How to be consistent
Oz Nova, April 2023
A number of students have asked me for strategies to "stay consistent". I assume they are referring to their study routines, not CAP consistency, otherwise this would be a very different article!
I do feel like I can give some suggestions, but first allow me to talk about Omar.
Ten years ago when I was CTO of a startup, my friend Myles approached me to see if I might want to take a chance interviewing an unusual candidate. At the time, Myles was teaching at a "bootcamp"—a new concept back then—and Omar was one of his recent graduates. Apparently he showed a lot of promise and I should consider him for my team.
I thought to myself that Myles was drinking too much of whatever they were serving at the Dev Bootcamp campus, and politely told him no, thank you, everyone in my small team was too busy to mentor such a junior engineer, and besides they were all CS grads from schools like Stanford or Berkeley and surely a bootcamp grad just wouldn't fit in. We interviewed Omar anyway as a courtesy, had to admit that he passed our interviews, and extended him an offer based on his "potential".
Over the next six months, Omar was a high-octane learning machine.This is Omar, more or less as I remember him form the time, as reconstructed by Midjourney with the prompt "Omar as a cyberpunk robot that eats textbooks, photo realistic, cinematic lighting, not smiling". Yes Omar is so genial that this was the best that even Midjourney could do with the prompt.
I would recommend textbooks, papers, projects, anything, and he would be back a few weeks later asking for more. He did this in his own time; at work he took on real tasks, small at first but gradually more substantial. Somehow he finished a CS degree's worth of self-education in his spare time, within six months instead of four years, and oh he had two young kids and a long commute. I wouldn't have hired him had I thought this was totally impossible, but he so exceeded my expectations that I left the company to start, with Myles, a school designed in many ways to recreate the Omar experience for other non-traditionally educated engineers.
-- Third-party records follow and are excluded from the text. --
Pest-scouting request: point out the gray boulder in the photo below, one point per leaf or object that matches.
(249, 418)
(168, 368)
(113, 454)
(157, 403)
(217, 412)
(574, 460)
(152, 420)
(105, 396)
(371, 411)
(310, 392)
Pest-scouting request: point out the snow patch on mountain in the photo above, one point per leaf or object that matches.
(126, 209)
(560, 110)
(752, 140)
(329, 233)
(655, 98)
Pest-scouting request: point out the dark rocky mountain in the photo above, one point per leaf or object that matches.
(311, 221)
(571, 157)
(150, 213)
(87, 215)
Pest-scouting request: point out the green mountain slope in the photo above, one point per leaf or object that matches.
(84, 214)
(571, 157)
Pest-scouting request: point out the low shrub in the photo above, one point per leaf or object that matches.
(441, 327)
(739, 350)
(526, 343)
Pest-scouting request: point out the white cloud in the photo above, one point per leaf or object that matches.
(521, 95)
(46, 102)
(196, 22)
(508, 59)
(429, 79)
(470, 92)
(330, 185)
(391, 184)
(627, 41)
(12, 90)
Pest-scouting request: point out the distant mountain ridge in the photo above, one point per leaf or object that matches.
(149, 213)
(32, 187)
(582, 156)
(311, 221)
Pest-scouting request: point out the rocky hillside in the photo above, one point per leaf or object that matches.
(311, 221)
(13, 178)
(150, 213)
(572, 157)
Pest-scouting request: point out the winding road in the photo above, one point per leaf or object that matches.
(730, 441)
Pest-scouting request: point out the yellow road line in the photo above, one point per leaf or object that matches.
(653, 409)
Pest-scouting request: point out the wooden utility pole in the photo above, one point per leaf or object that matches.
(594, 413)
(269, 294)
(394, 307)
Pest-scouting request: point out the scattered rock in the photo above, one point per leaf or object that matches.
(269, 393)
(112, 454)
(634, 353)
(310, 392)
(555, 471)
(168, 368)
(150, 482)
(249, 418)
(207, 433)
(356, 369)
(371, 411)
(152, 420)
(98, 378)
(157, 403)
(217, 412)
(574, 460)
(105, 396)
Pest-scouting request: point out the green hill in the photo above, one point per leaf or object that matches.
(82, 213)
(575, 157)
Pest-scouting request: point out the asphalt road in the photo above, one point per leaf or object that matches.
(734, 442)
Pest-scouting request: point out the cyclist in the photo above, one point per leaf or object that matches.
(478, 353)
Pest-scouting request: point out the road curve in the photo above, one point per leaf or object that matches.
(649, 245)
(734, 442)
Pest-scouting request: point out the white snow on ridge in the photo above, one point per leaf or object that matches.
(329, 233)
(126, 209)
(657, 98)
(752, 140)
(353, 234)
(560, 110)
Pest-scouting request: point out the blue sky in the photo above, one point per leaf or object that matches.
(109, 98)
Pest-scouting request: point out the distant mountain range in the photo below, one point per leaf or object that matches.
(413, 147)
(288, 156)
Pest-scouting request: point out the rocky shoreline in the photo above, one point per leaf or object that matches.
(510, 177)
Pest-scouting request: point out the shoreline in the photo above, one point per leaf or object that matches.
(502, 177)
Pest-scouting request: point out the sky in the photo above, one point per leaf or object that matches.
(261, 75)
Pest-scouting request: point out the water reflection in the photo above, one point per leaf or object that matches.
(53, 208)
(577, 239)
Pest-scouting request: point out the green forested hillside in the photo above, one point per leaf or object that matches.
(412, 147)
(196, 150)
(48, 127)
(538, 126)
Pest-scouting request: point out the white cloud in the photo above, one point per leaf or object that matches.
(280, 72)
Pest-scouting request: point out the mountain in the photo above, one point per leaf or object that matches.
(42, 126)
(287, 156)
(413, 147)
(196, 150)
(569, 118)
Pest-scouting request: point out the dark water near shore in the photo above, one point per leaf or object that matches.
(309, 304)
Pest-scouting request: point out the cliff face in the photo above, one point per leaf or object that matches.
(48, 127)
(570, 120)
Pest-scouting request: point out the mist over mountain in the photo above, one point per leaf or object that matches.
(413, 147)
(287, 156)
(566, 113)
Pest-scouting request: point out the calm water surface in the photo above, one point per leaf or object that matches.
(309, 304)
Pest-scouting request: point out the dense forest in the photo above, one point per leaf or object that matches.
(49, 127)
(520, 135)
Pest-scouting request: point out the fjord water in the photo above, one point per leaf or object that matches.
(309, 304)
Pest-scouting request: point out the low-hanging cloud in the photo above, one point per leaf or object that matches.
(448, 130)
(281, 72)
I'd love take personal credit for Omar. I mean, who do you think recommended the textbooks that he powered his way through!? But in reality he succeeded due to his drive (more on that below!) and consistency. His daily routine at the time was:
- Wake up well before dawn, spend 1-2 hours studying
- Go for a run
- Kids are now awake, be a parent
- Morning commute from Palo Alto to SF: harder to concentrate on the train so read papers and do programming exercises etc instead of intense study
- Full day of work, try to apply study into day-to-day, try to set a high personal bar so that even "easy" tasks are challenging
- Train trip home: brain is wiped so just read, for entertainment, the kind of articles etc that most people see as educational!
- Do this every day
OK! I know a lot of you are tempted to stop reading now, replicate what I'm sure you'll start calling the "Omar method", and expect to see the same results. While there's a lot we can learn from Omar, the details of his routine are simply not important. Let me try to identify what is.
Motivation
If you ask highly productive people what helped them establish a consistent routine, they will typically tell you 64 different tactical details, like they went to bed in their gym clothes, or used a tomato-shaped timer, or stared directly at the sun for 5 minutes each morning (did I get that right?). Maybe these things had some non-negative effect for those people, I don't know! But surely they are low order bits.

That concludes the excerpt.